Autores principais:Moita, Catarina Pereira
Assunto:Vírus da hepatite C Linfoma não-Hodgkin de células B Linfoma esplénico da zona marginal Células B Tumor sólido Gastroenterologia
Ano:2020
País:Portugal
Tipo de documento:dissertação de mestrado
Tipo de acesso:acesso aberto
Instituição associada:Universidade de Lisboa
Idioma:português
Origem:Repositório da Universidade de Lisboa
Descrição
Resumo:O vírus da hepatite C (VHC) constitui um importante fator predisponente no desenvolvimento tumoral. Evidência recente aponta para uma potencial relação causal com o linfoma não-Hodgkin (LNH) de células B, principalmente em áreas de maior prevalência do VHC. Neste contexto, apresenta-se o caso clínico de um doente do sexo masculino, 61 anos de idade, etnia caucasiana, com antecedentes pessoais de hábitos toxifílicos, alcoólicos e tabágicos, com o diagnóstico de hepatite C crónica e linfoma esplénico da zona marginal, na sequência do qual é submetido a esplenectomia e a regime de quimioterapia e radioterapia adjuvantes, tendo alcançado resposta hematológica completa. O doente é reencaminhado para consulta de gastrenterologia do Hospital Santa Maria, para tratamento da hepatite C crónica e, neste sentido, administra-se o regime combinado de interferão-α peguilado (pegIFN-α) e ribavirina, suspenso ao terceiro mês de tratamento por ausência de negativação vírica conquanto posteriormente, com recurso a terapêutica combinada de sofosbuvir e ledipasvir, alcança-se a resposta virológica completa.

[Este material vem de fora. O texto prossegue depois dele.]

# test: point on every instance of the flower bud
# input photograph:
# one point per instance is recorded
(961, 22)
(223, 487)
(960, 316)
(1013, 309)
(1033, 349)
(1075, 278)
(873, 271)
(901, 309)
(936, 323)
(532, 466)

Previamente ao início do segundo regime terapêutico, o doente é diagnosticado com adenocarcinoma pulmonar, de classificação T3N0M0, sendo submetido a regime de quimioterapia e radioterapia neoadjuvantes e resseção, em bloco, do lobo superior do pulmão direito e segmentos posteriores dos quatro primeiros arcos costais, permitindo a remissão oncológica. Neste contexto e, agora em remissão virológica, posterior recidiva com metastização cerebral, obriga a nova intervenção cirúrgica, com remoção macroscópica da lesão maligna e radioterapia adjuvante, mantendo-se clinicamente e analiticamente estável até à atualidade. Ainda pouco se conhece sobre a melhor abordagem terapêutica de doentes oncológicos com concomitante infeção vírica crónica, ainda que a infeção pelo VHC não deva constituir contraindicação ou protelar o início do tratamento oncológico urgente. Perante este caso clínico, procura-se aprofundar a possível associação entre ambas as patologias e perceber o paradigma terapêutico atual disponível para estes doentes.